The "Murkier" $100 Million Workaround

Questions are already being raised about the plan to fund the California stem cell agency with $100 million in philanthropic contributions.

Stem cell chairman Robert Klein sketched out the plan on Friday as a way to work around lawsuits that place a cloud over bonds that might be issued on behalf of the California Institute for Regenerative Medicine. (See our May 5 item "Looking for a $100 Million Helping Hand.")

Reporter Laura Mecoy of The Sacramento Bee did the most complete job of reporting on the subject in reports in the major California newspapers. But look for more in the next day or two in other newspapers.

Mecoy said that the most influential California legislator on stem cell matters, Sen. Deborah Ortiz, D-Sacramento, took a dim view of the $100 million plan.

"It would just make a murky issue even murkier," said Ortiz. "It is not the kind of openness you expect in government."

Mecoy said Klein characterized the $100 million as a bridge loan to, in his words, "make certain this momentum to develop new research and medical therapies is not slowed down."

“He refused to name the potential contributors,” Mecoy wrote, “but said they would only be repaid if the bonds sell.

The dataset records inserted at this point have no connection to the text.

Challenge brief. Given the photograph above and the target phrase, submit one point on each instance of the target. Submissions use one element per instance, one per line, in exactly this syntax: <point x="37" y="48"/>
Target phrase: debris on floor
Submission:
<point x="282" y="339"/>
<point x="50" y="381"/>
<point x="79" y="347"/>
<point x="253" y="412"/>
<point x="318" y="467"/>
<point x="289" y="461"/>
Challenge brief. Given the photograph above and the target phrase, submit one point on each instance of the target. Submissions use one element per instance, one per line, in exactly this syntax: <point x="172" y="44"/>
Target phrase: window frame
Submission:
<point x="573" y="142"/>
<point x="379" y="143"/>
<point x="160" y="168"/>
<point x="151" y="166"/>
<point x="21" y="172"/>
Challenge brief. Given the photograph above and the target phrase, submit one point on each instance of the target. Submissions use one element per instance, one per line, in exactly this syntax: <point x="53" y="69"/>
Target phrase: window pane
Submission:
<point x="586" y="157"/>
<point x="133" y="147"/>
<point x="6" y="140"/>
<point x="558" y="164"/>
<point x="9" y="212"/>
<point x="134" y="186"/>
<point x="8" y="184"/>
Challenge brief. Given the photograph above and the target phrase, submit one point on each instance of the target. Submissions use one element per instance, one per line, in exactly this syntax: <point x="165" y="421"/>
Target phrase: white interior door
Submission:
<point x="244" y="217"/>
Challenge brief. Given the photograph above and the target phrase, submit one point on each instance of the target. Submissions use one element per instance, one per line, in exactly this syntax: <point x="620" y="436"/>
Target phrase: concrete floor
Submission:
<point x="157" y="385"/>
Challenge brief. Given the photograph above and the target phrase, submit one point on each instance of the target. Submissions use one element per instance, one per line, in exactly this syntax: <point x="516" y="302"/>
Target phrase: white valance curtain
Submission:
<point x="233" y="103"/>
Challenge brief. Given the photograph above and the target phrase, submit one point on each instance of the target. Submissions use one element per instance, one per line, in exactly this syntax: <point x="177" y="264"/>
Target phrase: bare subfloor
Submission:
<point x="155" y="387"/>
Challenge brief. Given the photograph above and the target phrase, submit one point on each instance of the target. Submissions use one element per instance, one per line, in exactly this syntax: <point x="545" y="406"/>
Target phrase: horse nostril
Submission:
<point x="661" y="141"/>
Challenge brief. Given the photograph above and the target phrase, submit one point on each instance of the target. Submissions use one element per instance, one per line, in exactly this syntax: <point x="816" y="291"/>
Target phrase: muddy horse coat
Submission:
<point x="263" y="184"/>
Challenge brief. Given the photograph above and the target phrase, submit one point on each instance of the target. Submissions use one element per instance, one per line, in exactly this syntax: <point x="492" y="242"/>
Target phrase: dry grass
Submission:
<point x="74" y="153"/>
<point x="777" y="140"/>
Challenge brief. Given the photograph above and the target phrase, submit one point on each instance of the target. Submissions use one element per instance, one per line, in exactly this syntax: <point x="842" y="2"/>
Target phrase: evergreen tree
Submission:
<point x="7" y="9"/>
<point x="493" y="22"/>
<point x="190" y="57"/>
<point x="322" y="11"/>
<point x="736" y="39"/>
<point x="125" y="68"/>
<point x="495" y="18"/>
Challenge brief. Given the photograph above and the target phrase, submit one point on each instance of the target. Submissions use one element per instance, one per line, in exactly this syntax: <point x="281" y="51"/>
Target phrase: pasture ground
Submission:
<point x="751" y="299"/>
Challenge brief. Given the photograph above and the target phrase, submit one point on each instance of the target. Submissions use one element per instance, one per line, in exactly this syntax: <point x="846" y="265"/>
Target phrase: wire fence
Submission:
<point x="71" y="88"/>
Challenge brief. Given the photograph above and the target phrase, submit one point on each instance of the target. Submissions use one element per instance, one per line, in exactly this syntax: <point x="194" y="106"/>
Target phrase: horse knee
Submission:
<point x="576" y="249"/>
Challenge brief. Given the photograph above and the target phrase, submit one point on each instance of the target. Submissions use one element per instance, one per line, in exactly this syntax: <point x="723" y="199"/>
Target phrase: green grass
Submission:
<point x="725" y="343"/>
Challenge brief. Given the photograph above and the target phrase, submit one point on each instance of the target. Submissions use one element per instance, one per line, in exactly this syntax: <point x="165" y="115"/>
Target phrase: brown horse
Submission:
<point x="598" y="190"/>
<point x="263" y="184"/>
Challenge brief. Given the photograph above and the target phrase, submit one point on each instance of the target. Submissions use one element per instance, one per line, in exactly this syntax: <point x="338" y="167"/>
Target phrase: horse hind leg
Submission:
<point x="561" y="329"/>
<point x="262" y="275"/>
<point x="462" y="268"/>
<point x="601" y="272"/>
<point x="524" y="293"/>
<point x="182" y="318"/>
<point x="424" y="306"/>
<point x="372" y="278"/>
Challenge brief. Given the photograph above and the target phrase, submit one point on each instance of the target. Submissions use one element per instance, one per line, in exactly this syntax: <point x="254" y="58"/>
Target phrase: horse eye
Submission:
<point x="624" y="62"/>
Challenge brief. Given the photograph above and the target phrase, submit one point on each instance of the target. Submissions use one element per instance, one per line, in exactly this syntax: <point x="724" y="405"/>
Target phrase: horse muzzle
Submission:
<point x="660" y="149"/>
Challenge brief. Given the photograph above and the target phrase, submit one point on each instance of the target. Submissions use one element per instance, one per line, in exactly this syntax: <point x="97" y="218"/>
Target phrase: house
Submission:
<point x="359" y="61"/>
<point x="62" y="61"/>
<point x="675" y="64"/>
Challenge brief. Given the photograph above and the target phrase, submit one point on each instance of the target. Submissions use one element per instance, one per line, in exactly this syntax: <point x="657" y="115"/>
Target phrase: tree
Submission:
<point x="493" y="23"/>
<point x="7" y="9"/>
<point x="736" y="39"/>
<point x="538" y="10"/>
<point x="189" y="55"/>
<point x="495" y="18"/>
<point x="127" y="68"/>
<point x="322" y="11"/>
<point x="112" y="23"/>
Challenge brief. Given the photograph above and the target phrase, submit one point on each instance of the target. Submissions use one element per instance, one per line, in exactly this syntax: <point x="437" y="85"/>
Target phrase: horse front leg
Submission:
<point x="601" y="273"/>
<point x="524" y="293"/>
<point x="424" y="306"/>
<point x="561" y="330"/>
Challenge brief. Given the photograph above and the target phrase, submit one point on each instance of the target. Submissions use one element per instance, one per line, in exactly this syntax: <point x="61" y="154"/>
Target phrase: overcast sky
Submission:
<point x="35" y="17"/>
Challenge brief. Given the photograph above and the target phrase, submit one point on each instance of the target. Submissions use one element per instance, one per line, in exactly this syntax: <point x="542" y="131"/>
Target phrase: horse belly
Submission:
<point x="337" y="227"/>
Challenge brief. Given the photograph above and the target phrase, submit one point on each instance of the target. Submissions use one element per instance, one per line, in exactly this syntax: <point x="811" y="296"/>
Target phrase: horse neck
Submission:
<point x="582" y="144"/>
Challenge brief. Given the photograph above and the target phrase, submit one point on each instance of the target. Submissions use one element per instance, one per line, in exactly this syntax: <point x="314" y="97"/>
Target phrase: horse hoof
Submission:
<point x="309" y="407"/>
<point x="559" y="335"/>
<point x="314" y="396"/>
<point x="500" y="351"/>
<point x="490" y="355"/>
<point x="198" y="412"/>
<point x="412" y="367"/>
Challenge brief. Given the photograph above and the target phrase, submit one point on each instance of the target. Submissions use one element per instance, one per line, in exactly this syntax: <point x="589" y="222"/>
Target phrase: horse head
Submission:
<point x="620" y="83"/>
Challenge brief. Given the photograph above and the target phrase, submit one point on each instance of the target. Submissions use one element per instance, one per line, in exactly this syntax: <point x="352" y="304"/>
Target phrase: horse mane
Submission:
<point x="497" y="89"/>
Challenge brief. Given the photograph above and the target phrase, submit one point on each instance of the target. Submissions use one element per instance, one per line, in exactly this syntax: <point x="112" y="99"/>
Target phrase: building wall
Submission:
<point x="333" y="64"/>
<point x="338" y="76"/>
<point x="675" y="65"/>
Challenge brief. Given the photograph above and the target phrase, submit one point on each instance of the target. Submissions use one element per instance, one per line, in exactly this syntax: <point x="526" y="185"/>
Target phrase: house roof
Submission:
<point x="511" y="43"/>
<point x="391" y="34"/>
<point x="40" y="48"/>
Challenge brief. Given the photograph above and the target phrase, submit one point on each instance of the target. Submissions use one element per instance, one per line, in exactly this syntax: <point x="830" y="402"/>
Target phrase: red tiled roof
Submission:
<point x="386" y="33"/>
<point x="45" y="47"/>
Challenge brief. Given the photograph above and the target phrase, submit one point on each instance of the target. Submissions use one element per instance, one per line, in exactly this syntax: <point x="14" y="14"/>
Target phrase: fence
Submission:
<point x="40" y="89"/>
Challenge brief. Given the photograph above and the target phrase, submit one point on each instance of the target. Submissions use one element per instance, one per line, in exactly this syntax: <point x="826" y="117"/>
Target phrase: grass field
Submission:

If the bonds aren't sold, he said the loans would become contributions.

“Klein said he plans to pursue this proposal on Monday when the stem cell agency's finance committee meets for the first time.

“(Jesse) Reynolds, program director at the Center for Genetics and the Society, called the contribution proposal 'risky,' and said it creates a 'strange relationship between a public agency and private lenders.' He also said Klein opens himself to possible conflict of interests by seeking contributions from foundations that also fund research and could be seeking state stem cell money as part of their future studies.

"'I don't think the head of a state agency responsible for giving out grants should be involved in fundraising,'" Reynolds said.

“Klein said the stem cell board's process for reviewing grants protects against conflicts of interest.

“He also said Proposition 71, the initiative that created the stem cell program, provided for contributions to be used to help fund grants and loans.

“During the election, though, such contributions were presented as matching funds that would be solicited by researchers seeking grants and loans from the state.